Ad hoc query Capability and Data Presentation

Most government departments and agencies such as the department of security, the census department, and the healthcare department require instant record generation to effectively manage many requests submitted to the database. In this regard, such organizations use relational DBMSs to ensure that queries are generated as fast as they are needed. For most relational DBMS, structured query language (SQL) makes pure ad hoc query a reality.

This implies that users experience flexible query capability in answering questions. For instance, a relational database may help managers in a government institution dealing with driving statistics to answer a query like, “How many people in the state of California have a driving license”; through the processes of constructing a query in SQL, the result can be generated quickly in form of reports or charts, hence efficiency in the workflow (Beg & Connoly, 25).

More information from the Same Data

With the incorporation of the operational data, it may be possible for the organization to generate additional information from the same data. For example, in the file-based systems, the contracts section does not have an idea of who owns the leased property. Equally, the sales department has no facts of the leased information. When these files are integrated into one database, the contract department will have access to owner details and the sales department will have access to leased details. Beg and Connoly comments that more information can be now derived with the help of DBMS (26).

Economies of Scale

Having all company’s operational data into one database and creating a set of applications that depend on only one source of data can result to cost savings. In this instance, the budget that would be allocated to every branch for improvement and safeguarding of its file system can be put together perhaps resulting in lower total cost, leading to an economy of scale.


Database management systems are very essential in managing an organization’s data towards its corporate goal. Thus, before choosing a database program, a firm may consider the cost, security features, recovery facilities, user interface, and memory requirements. This paper has analyzed how DBMSs help businesses, managers, and organizations, with regards to examples of DBMS and their use, and the importance of DBMS.

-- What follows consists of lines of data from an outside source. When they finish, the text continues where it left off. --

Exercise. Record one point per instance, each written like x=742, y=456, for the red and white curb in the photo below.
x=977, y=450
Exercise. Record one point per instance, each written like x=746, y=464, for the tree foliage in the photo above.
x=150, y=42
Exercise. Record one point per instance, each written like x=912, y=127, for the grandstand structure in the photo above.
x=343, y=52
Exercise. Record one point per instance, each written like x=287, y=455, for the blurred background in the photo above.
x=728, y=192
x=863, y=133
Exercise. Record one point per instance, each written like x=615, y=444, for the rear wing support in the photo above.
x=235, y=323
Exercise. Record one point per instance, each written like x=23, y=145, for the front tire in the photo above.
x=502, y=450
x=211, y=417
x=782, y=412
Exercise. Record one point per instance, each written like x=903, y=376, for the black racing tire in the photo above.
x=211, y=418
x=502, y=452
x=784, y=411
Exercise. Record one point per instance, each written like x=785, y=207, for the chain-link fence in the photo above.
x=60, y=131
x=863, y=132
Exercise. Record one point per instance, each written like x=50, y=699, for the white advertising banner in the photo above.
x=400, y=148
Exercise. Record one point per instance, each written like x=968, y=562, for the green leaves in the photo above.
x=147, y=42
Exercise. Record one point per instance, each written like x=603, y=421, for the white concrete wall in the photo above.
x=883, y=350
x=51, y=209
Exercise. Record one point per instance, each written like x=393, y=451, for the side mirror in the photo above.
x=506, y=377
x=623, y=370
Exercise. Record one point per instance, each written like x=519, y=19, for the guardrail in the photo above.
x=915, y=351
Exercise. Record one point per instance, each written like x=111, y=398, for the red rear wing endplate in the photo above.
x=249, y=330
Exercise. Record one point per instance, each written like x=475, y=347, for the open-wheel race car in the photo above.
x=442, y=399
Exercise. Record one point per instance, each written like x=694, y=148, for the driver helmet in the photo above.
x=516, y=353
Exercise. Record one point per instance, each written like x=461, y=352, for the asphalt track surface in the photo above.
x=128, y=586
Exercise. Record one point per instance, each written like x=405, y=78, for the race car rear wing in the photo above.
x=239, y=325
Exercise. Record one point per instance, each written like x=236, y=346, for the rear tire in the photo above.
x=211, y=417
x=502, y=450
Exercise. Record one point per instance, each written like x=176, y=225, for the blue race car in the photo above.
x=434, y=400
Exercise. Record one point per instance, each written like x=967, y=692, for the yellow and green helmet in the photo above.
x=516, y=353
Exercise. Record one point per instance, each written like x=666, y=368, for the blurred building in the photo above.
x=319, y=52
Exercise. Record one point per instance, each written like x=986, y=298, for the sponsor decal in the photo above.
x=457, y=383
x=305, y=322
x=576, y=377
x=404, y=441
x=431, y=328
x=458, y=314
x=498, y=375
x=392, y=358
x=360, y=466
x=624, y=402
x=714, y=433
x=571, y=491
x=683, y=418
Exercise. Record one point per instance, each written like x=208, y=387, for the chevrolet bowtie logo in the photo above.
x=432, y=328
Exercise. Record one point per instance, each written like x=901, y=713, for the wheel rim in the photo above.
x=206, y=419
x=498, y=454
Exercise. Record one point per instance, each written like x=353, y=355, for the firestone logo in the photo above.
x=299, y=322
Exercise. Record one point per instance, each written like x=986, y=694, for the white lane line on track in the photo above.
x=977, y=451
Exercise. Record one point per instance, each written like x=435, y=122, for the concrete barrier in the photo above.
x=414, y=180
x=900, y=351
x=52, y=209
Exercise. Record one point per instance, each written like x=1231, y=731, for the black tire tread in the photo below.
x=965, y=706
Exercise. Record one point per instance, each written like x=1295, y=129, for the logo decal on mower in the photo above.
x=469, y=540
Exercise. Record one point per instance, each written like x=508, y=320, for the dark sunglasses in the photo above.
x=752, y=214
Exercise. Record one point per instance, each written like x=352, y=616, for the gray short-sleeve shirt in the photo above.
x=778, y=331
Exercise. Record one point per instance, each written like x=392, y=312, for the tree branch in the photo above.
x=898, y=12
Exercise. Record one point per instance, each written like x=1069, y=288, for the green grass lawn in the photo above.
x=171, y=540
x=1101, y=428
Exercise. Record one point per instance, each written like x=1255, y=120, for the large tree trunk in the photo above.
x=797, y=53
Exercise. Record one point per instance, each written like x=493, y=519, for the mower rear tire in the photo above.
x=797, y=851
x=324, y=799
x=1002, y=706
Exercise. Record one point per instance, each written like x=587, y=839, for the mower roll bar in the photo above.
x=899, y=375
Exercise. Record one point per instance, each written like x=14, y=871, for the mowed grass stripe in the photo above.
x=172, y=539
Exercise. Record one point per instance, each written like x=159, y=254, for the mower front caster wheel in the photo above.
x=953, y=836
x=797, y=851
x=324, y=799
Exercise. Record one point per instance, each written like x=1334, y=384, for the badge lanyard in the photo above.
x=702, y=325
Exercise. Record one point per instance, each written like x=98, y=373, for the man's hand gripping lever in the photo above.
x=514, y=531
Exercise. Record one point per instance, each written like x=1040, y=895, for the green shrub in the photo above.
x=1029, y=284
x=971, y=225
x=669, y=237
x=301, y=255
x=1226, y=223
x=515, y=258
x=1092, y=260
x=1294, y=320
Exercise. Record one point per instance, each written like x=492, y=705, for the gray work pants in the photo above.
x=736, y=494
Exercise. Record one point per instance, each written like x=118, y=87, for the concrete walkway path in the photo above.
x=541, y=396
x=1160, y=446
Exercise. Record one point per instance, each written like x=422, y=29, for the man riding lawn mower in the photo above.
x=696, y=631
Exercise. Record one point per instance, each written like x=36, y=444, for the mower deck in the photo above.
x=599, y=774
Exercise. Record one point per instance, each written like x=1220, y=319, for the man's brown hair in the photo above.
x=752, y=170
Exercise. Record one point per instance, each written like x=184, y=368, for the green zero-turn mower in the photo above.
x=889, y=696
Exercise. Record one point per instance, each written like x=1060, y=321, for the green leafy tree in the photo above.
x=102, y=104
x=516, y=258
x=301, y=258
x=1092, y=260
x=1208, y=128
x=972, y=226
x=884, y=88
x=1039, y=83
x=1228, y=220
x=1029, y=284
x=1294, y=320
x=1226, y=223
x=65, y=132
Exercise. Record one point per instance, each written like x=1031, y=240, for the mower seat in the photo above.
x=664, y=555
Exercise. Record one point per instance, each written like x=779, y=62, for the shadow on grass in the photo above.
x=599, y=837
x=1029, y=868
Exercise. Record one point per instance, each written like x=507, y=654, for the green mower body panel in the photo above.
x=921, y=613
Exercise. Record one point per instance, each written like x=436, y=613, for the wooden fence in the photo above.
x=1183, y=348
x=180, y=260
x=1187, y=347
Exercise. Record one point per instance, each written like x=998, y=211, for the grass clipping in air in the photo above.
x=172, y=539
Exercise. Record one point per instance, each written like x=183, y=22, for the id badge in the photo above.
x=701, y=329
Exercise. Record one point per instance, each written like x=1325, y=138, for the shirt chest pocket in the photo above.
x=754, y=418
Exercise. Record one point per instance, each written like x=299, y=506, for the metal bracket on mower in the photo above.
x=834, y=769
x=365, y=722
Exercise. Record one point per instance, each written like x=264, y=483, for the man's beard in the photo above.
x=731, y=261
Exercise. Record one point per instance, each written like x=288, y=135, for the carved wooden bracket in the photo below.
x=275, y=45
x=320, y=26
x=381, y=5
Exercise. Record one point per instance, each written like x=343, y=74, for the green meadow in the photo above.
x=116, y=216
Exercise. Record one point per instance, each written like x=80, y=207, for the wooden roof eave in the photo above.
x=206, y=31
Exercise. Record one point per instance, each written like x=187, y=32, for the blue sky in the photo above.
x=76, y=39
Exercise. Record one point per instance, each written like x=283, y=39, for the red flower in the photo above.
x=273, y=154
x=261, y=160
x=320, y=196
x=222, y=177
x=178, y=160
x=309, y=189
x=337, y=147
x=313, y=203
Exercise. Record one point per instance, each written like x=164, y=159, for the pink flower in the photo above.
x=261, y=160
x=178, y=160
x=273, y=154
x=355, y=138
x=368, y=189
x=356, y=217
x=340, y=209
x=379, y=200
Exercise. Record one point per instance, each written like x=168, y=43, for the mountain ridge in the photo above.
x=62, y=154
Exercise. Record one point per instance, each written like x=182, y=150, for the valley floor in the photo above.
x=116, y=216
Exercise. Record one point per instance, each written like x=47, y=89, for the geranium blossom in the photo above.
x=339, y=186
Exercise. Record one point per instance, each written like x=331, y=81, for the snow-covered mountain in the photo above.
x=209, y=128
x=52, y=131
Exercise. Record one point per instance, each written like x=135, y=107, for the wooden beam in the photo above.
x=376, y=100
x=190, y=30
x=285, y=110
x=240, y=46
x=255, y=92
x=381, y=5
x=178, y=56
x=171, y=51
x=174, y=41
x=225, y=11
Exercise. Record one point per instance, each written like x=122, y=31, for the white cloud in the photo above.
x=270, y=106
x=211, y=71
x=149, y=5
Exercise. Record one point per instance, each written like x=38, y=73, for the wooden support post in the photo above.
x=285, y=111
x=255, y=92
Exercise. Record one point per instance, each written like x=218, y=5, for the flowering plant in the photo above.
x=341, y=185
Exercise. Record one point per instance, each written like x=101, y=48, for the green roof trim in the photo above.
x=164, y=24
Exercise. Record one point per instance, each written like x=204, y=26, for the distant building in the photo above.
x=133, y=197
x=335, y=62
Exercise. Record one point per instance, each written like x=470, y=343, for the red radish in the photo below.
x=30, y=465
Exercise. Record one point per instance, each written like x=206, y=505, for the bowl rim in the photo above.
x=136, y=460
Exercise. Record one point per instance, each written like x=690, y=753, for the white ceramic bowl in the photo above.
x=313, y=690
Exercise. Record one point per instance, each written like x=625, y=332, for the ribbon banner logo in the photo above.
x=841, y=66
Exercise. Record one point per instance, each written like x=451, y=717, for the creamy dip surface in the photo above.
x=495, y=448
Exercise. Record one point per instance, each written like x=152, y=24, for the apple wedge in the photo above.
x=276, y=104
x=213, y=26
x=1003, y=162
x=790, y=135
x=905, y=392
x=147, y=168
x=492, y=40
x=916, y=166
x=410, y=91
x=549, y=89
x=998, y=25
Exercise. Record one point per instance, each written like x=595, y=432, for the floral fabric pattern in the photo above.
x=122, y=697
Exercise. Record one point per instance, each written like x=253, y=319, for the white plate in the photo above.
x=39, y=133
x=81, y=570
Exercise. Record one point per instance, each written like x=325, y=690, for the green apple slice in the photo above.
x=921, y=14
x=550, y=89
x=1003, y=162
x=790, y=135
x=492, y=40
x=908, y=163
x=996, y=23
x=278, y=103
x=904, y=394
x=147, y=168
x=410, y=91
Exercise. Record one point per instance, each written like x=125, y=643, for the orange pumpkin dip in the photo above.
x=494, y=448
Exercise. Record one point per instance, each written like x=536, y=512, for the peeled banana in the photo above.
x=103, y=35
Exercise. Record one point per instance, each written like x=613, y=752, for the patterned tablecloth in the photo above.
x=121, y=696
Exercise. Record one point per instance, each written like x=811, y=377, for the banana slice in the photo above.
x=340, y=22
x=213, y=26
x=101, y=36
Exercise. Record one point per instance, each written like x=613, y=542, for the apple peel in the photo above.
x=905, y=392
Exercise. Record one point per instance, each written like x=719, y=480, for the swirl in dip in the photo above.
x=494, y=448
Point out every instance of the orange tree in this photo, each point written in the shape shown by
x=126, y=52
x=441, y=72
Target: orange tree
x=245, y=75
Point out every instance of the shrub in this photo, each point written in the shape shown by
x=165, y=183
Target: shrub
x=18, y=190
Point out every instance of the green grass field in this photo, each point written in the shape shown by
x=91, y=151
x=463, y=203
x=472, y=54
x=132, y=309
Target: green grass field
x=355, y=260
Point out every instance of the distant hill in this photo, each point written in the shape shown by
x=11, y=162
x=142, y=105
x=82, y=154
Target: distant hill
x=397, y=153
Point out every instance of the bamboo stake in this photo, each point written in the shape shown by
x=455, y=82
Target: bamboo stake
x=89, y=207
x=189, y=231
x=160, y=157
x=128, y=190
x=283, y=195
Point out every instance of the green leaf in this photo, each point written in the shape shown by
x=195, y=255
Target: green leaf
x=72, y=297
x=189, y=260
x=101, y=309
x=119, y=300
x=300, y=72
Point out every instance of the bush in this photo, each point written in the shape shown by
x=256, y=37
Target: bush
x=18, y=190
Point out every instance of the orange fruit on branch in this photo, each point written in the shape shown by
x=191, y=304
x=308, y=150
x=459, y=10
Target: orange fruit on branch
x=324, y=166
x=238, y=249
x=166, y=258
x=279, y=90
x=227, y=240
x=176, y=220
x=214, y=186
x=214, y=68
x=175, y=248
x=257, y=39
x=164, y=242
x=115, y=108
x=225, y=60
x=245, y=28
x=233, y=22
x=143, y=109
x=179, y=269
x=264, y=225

MS Access and Oracle are relational DBMS that helps organizations to efficiently store related data. The DBMSs enable businesses to efficiently perform functions like data dictionary management, data storage management, and data transformation and presentation. DBMS enables a database to exhibit both data integrity and entity integrity. Therefore, data management is easier; considering the enhancement of relational constructs, support for business rules, the capability of flexible query generation using SQL, more information from the same data, and economies of scale.

Works Cited

Begg, C., & Connoly, T. Database Systems. 3rd Ed. Delhi: Pearson Education Limited, 2003. Print.

Laudon, K. C., & Laudon, J. P. Management Information Systems: Managing the Digital Firm. 9th Ed. Upper Saddle River, NJ: Pearson Prentice Hall, 2006. Print.

Oracle. Oracle Database 10g. 2010. Web.

Ramakrishna, R.J. Database Management Systems. 3rd Ed. New York: McGraw-Hill Companies Inc, 2000. Print.

Rob, P. & Coronel, C. Database Systems: Design, Implementation, and Management. 4th Ed. Cambridge: Thomson Course Technology, 2000. Print.

Stair, R.M., & Reynolds, G. W. Fundamentals of information systems. 3rd Ed. Boston: Thompson Course Technology, 2006.